Türkiye'de yıllardır derin bir yönetim krizinin yaşanmasının nedeni, iktidar sahiplerinin kendilerini pasif uydu olarak konumlandırması ve bu misyonu içselleştirmiş olmasıdır. AK Parti ve Cumhurbaşkanı Erdoğan, yeni sistem sayesinde Türkiye'nin içte ve dışta artık kimsenin uydusu olmayacağını ifade etmektedirler. Türkiye'nin kimsenin uydusu olmaması, toplumsal tasavvur dünyasında küllerinden yeniden doğmak anlamına gelmektedir. İçte ve dışta uydu olmamak, aslında ülkemizin eğitim, hukuk, dış politika, ekonomi, siyaset, enerji, aile, kültür ve diğer konularda yeni dönemde uygulayacağı politikaların niteliğine, işlevine ve muhtevasına bağlıdır. Göreve başlayan yeni yönetimi, isimler üzerinden değil, üretecekleri ve uygulayacakları politikalar üzerinden değerlendirmek lazımdır. Toplum, özellikle eğitim, sağlık ve ekonomi konularında uygulanacak yeni politikalarla kendisine nefes aldırılmasını sabırsızlıkla beklemektedir.

Devletin, pasif bürokratik kurumlar olarak yönetildiği dönemler geride kalmıştır. Göreve atanan birçok hükümet üyesinin, bürokratik kurumlardan değil de iş dünyasından gelmesi önemlidir. Başka bir ifade ile eğitim, turizm ve sağlık gibi alanlarda görev verilen kişilerin iş adamı kimliği öne çıkmaktadır. Devlet, artık iş kapısı olmaktan çıkarılmalıdır. Yeni dönemde ihtiyaç duyulan şey, iş kapısı açan devlet değil, girişimci devlet konseptinin hayata geçirilmesidir. Ülkemizin sorunlarını sahici anlamda anlayan, teorik derinliğe ve pratik yaratıcılığa sahip, gelecek yönelimli girişimci bir anlayışla devlet yönetişimini gerçekleştirmek gibi çetin bir görev, yeni yönetim kadrosunun önünde bulunmaktadır.
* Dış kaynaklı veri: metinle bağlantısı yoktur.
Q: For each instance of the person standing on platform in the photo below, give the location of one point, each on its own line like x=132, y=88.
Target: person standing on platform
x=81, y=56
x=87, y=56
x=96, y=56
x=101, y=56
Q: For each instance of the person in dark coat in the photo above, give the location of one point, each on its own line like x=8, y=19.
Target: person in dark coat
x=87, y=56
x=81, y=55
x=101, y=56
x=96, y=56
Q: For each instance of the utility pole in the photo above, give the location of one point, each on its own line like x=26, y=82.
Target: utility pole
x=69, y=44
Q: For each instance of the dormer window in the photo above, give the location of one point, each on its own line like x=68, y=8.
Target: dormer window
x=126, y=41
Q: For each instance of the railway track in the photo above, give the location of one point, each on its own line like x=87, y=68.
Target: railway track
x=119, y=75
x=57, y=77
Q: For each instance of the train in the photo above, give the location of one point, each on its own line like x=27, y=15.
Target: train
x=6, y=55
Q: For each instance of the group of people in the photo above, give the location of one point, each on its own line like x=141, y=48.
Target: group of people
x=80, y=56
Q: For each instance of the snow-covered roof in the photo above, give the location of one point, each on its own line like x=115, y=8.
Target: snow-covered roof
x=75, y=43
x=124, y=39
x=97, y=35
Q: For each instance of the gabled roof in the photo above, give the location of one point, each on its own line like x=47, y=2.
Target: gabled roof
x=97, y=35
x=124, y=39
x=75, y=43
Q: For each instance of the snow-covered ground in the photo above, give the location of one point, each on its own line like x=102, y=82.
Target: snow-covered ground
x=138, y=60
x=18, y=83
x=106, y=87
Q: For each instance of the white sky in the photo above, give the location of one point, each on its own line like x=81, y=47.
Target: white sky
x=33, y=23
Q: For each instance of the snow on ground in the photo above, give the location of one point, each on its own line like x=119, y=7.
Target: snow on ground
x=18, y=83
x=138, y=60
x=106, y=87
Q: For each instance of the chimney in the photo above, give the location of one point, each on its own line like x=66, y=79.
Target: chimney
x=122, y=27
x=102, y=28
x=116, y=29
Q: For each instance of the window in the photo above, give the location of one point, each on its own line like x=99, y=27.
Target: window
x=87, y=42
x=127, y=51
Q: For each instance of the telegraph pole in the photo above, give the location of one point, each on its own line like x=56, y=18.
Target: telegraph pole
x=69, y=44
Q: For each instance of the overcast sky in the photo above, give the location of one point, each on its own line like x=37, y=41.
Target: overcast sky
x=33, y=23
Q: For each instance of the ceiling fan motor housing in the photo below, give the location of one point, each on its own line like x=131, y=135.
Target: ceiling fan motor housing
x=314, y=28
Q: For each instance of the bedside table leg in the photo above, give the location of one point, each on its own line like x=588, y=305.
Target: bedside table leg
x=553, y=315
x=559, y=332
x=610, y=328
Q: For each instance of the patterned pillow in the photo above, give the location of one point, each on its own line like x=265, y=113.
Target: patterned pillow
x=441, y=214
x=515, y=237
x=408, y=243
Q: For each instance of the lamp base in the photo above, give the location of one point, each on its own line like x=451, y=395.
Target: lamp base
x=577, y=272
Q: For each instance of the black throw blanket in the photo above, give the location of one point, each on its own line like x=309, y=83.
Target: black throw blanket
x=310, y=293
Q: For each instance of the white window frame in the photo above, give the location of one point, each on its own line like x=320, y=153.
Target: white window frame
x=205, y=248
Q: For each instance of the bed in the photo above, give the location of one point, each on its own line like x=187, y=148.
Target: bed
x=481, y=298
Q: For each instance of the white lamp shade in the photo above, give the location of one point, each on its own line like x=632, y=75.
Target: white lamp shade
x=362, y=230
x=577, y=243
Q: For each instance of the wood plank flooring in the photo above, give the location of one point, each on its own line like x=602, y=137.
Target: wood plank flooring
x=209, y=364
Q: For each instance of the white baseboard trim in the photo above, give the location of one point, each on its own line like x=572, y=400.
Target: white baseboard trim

Türkiye, 1950 yılına kadar tek parti diktatörlüğüyle idare edilmiş bir ülkedir. 1950 sonrası başlayan çok partili siyasal hayat, ülkede parlamenter sistem ve demokratik seçimler olmak üzere bir çok pratiğin ve kurumun gelişmesini sağlamıştır. 27 Mayıs, 12 Mart, 12 Eylül ve 28 Şubat darbeleri, ülkemizde demokrasiyi ortadan kaldırmış ve toplumun her kesiminde büyük tahribatlara yol açmışlardır. 15 Temmuz darbe ve işgal girişimi, ülkemizde radikal bir rejim değişikliğini amaçlamış ve FETÖİZMİ ülkemize dayatmaya kalkmıştır. 15 Temmuz darbe ve işgal girişiminin yenilgiye uğratılmasından sonra 16 Nisan referandumuyla, Cumhurbaşkanlığı hükümet sistemi kabul edilmiştir. 24 Haziran seçimlerinin ortaya çıkardığı tablo, ülkemizde demokrasi, barış ve istikrarın sürmesi ve korunması için başkanlık sisteminin uygulanmasını zorunlu kılınmıştır. Şu anda Türkiye, hızla başkanlık sisteminin uygulanması için bütün devlet işleyişini köklü bir şekilde değiştirecek düzenlemeler yapmaktadır. Şimdiye kadar uygulanmış parlamenter sistem geleneği üzerine yeni sistem kurulmaya çalışılmaktadır. Yeni bir idari ve siyasal sisteme geçiş, kendisiyle beraber yeni umutlar, fırsatlar ve imkanlar anlamına geldiği gibi, doğal bir şekilde sorunlar, krizler ve zorluklar anlamına da gelmektedir. Yeni yönetim kadrosunun, 15 Temmuz darbe girişiminin ve FETÖ çetesinin ülkemizde neden olduğu tahribatı onaran, demokrasimizi güçlendiren, barış ve istikrarı destekleyen politikaları bir an önce hayata geçirmesini toplum talep etmektedir. Cumhurbaşkanımız Erdoğan'ın belirlemiş olduğu yönetim kadrosunun nitelikleri, yeni sistemin icracı ve sorun çözücü bir perspektifle uygulanacağını göstermektedir.